Sarah Coles, Yahoo Finance UK columnist and head of personal finance at Hargreaves Lansdown (HL.L), said: “If you’re on a fixed-rate mortgage, the rate cut won’t affect you immediately because it’s already priced into the market.”
According to Moneyfacts, the average two-year fixed rate has edged down from 5.56% in February to 5.52%, while the average five-year fixed rate has increased from 5.18% to 5.32%, both rising month-on-month. The five-year average, now at a six-month high, was 5.25% last month and 5.38% in August 2024.
For savers, the rate cut could result in lower returns on savings accounts. Mark Hicks, head of active savings at Hargreaves Lansdown (HL.L), said: “With the base rate widely expected to be cut next week, a lot of the reductions have already been priced into savings products.
"Those providers that are paying above base rate on easy access savings will have to reduce their rates as a result of the cut, in order to ensure they don't operate loss-making products.
The easy access savings market is expected to face pressure, while fixed-term accounts may see little change.
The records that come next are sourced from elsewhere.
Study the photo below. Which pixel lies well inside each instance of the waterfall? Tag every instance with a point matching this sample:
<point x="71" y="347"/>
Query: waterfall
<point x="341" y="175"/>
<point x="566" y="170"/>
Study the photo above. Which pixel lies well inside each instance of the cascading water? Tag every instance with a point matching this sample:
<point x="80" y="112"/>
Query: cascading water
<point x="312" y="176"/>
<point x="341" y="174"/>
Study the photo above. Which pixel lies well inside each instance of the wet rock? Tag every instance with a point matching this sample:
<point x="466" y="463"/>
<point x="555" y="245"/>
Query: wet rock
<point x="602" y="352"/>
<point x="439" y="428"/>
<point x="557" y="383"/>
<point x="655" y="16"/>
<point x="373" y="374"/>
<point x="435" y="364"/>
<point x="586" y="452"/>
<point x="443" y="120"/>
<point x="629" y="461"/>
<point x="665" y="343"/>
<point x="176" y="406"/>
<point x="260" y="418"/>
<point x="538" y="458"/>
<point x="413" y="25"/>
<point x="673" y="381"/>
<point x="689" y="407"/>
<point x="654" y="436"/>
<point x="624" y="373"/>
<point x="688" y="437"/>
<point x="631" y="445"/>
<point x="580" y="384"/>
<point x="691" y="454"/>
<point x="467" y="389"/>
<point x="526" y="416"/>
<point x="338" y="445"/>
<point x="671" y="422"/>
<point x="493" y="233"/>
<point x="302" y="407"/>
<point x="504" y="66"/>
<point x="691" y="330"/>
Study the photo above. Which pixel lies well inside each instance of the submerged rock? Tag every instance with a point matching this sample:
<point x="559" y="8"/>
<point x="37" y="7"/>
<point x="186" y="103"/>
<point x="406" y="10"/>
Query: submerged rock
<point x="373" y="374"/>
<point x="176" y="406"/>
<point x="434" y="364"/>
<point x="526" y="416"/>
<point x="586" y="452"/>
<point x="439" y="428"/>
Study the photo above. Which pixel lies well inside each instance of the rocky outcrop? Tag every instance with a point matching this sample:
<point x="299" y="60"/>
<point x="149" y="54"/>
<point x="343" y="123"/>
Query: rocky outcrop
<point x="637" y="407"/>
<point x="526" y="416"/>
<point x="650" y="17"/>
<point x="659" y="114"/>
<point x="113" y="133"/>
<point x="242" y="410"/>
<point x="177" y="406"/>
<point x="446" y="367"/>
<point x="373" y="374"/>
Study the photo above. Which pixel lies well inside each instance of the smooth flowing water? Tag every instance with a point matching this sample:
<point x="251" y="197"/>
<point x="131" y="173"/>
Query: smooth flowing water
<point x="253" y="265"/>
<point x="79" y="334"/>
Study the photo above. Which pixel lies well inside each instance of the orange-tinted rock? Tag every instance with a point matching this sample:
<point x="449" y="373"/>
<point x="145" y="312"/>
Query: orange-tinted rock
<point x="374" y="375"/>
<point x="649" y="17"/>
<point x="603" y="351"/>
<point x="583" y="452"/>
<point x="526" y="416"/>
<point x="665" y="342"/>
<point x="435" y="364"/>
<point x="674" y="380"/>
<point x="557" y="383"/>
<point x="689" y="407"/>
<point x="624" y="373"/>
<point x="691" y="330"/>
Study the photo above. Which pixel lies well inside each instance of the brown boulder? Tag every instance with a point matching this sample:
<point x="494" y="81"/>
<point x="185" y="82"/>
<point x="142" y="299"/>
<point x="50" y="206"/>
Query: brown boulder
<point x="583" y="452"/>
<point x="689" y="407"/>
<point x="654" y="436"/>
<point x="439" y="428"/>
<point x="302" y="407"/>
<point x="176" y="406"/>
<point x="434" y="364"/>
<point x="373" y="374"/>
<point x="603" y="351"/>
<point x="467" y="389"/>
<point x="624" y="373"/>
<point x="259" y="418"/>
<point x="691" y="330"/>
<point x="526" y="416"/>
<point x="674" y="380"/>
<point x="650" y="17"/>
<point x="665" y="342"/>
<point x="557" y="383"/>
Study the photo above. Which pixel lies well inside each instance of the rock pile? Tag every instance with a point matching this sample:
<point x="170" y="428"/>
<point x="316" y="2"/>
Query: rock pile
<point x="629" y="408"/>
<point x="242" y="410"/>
Despite the rate cut, the cash ISA market remains highly competitive, with several providers still offering rates around or slightly above 5%.
"As we head towards the end of the tax year, it will be interesting to see if these providers can keep paying these rates, given they will likely already be operating them at a loss. The biggest driver will be if the market starts to price in more than three rate cuts over the medium to long term.”
The prospect of a rate cut doesn’t seem to be impacting annuities, which remain robust despite the BoE's move.
Helen Morrissey, Yahoo Finance UK columnist and head of retirement analysis at Hargreaves Lansdown (HL.L), warned: “Annuities are riding high, and not even the prospect of an impending rate cut seems able to burst their bubble.”
Currently, a £100,000 pension at age 65 can secure up to £7,492 per year from a single-life level annuity with a five-year guarantee, just below the record highs observed after the mini-budget.
Meanwhile, across the Atlantic, the US Federal Reserve held interest rates steady in the 4.25%-4.50% range, ending a run of three consecutive rate cuts since September.
This follows on from a hawkish rate cut in December, where Fed officials upgraded their inflation forecasts and only signalled two further cuts in their plan for 2025, which was fewer than expected.
In Europe, The European Central Bank (ECB) has cut interest rates by a quarter-point, as expected, in an effort to support economic growth and tackle stubborn inflation. After lowering key rates again in December, the benchmark rate on deposit facility has now fallen from 3% to 2.75%, its lowest level since early 2023.
The ECB lowered borrowing costs four times last year, with four moves anticipated in 2025, according to the swaps market.